In dem Strategiepapier werden drei Thesen vertreten:
- Messen, Vergleichen und Nutzen von Daten fördert die Qualität:Neben der aktuellen, eher technisch geprägten Debatte zur Digitalisierung ist die digitale Transformation vor allem ein sozialer Prozess, der die Beziehungen zwischen den Akteuren maßgeblich verändern wird und die Teilhabe aller Bürgerinnen und Bürger gewährleisten muss. Sie ermöglicht die konsequente Nutzung von Daten und maschinellem Lernen, individualisierte Versorgungslösungen und einen zielgerichteten Einsatz der Ressourcen im Gesundheitswesen. Dazu muss es gelingen, Daten aus verschiedenen Lebensbereichen – eine opt-out-Möglichkeit der Betroffenen vorausgesetzt – zusammenzuführen, zu analysieren und daraus entsprechende Angebote abzuleiten. Ökonomie schafft Transparenz und befähigt zu informierten Wahlentscheidungen, etwa durch die Erhebung und Veröffentlichung aufbereiteter Versorgungsdaten zu Leistungserbringern und sektorenübergreifenden Behandlungsverläufen, den Einsatz von Real World Evidence für mehr Wissen über Gesundheitstechnologien und die Erhebung und Veröffentlichung von Kennzahlen über Krankenkassen und -versicherungen.

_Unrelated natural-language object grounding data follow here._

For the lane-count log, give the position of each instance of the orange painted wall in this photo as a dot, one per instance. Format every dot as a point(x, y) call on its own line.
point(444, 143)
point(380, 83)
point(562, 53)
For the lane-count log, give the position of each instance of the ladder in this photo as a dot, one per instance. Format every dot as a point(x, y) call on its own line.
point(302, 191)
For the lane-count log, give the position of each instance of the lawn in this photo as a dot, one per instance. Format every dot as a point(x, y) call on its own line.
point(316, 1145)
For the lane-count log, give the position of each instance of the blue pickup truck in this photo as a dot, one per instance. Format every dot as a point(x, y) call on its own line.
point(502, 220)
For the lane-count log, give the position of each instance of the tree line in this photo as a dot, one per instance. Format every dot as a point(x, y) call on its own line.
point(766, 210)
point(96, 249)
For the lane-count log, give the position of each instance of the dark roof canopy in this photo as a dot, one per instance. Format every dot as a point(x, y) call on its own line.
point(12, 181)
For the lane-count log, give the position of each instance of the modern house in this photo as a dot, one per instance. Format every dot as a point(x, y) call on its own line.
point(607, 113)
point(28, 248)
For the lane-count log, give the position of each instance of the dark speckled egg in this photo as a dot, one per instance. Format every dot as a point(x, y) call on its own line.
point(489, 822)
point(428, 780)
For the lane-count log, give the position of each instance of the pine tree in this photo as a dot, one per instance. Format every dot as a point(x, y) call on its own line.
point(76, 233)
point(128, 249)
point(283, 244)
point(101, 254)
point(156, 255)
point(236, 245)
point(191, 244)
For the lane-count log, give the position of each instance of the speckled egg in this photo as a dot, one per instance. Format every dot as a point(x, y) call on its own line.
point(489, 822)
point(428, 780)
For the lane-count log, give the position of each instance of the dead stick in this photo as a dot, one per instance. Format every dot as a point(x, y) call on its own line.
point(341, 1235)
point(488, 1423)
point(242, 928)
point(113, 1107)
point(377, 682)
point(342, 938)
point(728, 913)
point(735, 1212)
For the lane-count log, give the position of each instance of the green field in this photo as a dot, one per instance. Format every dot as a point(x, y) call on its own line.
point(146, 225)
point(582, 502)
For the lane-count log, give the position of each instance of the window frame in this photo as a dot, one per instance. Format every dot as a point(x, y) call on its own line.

- Innovationen brauchen Handlungsspielräume und Leitplanken: Gerade vor dem Hintergrund, dass Leistungserbringende sich vermehrt unternehmerisch zusammenschließen (u.a. Ärztenetze, MVZ, Laborunternehmen) und immer mehr Ärztinnen und Ärzte kollegiale Strukturen einer Selbstständigkeit vorziehen, sollte eine Diversifikation von Versorgungsstrukturen begrüßt und gestärkt werden. Innovatives Handeln und Investitionen müssen belohnt, nicht mit überbordender Bürokratie bestraft werden. Ökonomie setzt auf den Abbau von Barrieren und Spielräumen als Stimuli, etwa durch die Verankerung von verlässlichen Leitplanken, die Förderung von unternehmerischem Handeln und die kontinuierliche Strukturbereinigung mit Marktzugang und Marktaustritt.
- Veränderungen müssen vom Menschen her gedacht werden: Vielfältige individuelle und soziale Faktoren beeinflussen das Verhalten, sodass Menschen eben nicht immer wirtschaftlich zweckmäßig handeln und in diesem Sinne die besten Entscheidungen für ihre Gesundheit treffen. Gleiches gilt für die Zusammenarbeit von Leistungserbringern und anderen Akteuren des Gesundheitswesens, die nicht in allen Fällen durch die Produktion von mehr Gesundheit geleitet wird. Die starke Fragmentierung des Gesundheitswesens, tradierte Strukturen sowie die Finanzierungslogik stehen der bestmöglichen Gesundheitsversorgung oftmals im Weg. Verhaltensökonomische Ansätze erzielen große Wirkungen, etwa durch Versorgungsmodelle, die sich an den Lebensrealitäten orientieren, die Förderung der Übernahme von Verantwortung für die Gesundheit von Patienten und das Honorieren von Qualität.